Dopo Enron: tutto continua come prima
di Federico Rampini
Affari & Finanza - La Repubblica
Lunedì 14 aprile 2003

Gli scandali non sono serviti (quasi) a niente, almeno per adesso. Questo è il bilancio sconsolante del dopo Enron negli Stati Uniti. Dal falso in bilancio al conflitto d'interessi, poco è cambiato da un anno a oggi, molto meno di quanto ci si potrebbe aspettare. Il comportamento delle "securities firms" quelle merchant banks che fanno sia collocamenti di azioni e obbligazioni per conto delle imprese, sia gestione professionale del risparmio e quindi consulenza agli azionisti denota una perseveranza che è ai limiti dell'impudenza.

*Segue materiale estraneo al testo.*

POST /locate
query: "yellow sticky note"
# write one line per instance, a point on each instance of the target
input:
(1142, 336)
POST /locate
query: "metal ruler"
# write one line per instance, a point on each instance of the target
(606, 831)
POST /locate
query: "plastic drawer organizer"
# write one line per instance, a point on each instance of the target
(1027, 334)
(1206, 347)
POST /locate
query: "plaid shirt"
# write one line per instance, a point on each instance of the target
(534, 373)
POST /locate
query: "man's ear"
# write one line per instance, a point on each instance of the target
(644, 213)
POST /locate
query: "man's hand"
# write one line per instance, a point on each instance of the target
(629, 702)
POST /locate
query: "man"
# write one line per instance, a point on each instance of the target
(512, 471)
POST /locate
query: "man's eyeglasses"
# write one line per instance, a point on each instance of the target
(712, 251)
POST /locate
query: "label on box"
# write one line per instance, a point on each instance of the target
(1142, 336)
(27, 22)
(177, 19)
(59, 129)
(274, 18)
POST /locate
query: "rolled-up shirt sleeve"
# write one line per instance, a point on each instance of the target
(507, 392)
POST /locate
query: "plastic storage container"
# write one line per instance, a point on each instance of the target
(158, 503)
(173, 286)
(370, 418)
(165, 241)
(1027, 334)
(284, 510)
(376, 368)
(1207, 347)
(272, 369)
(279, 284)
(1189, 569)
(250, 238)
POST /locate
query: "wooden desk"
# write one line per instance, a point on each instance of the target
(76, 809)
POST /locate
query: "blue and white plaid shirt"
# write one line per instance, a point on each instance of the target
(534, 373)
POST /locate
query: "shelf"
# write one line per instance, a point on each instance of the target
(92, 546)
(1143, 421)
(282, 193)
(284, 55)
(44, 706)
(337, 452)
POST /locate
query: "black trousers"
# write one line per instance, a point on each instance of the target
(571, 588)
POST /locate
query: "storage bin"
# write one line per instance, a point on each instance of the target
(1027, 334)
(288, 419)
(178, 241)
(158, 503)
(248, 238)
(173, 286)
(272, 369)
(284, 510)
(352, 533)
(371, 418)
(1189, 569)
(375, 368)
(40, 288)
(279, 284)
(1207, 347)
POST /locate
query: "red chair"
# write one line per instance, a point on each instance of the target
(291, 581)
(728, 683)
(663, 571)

Una recente rassegna compiuta dal Wall Street Journal sui "ratings" (consigli d'acquisto...) di queste banche, rivela che esse continuano a comportarsi come hanno sempre fatto: e cioè privilegiano sfacciatamente i titoli delle aziende clienti, da cui ricevono ricche commissioni, indicandoli come ottimi investimenti. La Goldman Sachs, per esempio, ha il 79% di società sue clienti nei "top ratings" cioè nella classifica dei voti più alti assegnati dai suoi analisti. Una coincidenza? Naturalmente no. La verità è che le merchant bank sono più che mai a caccia di commissioni, soprattutto dopo tre anni di Borse in ribasso. Quando avvistano un cliente ancora in grado di pagarle per collocamenti azionari e obbligazionari, o altre consulenze, le merchant bank se lo coccolano. Guai al povero risparmiatore che crede ingenuamente nei loro consigli d'acquisto e nella obiettività dei ratings: i voti e gli apprezzamenti attribuiti ai titoli continuano ad essere distorti dalla logica dello scambio di favori.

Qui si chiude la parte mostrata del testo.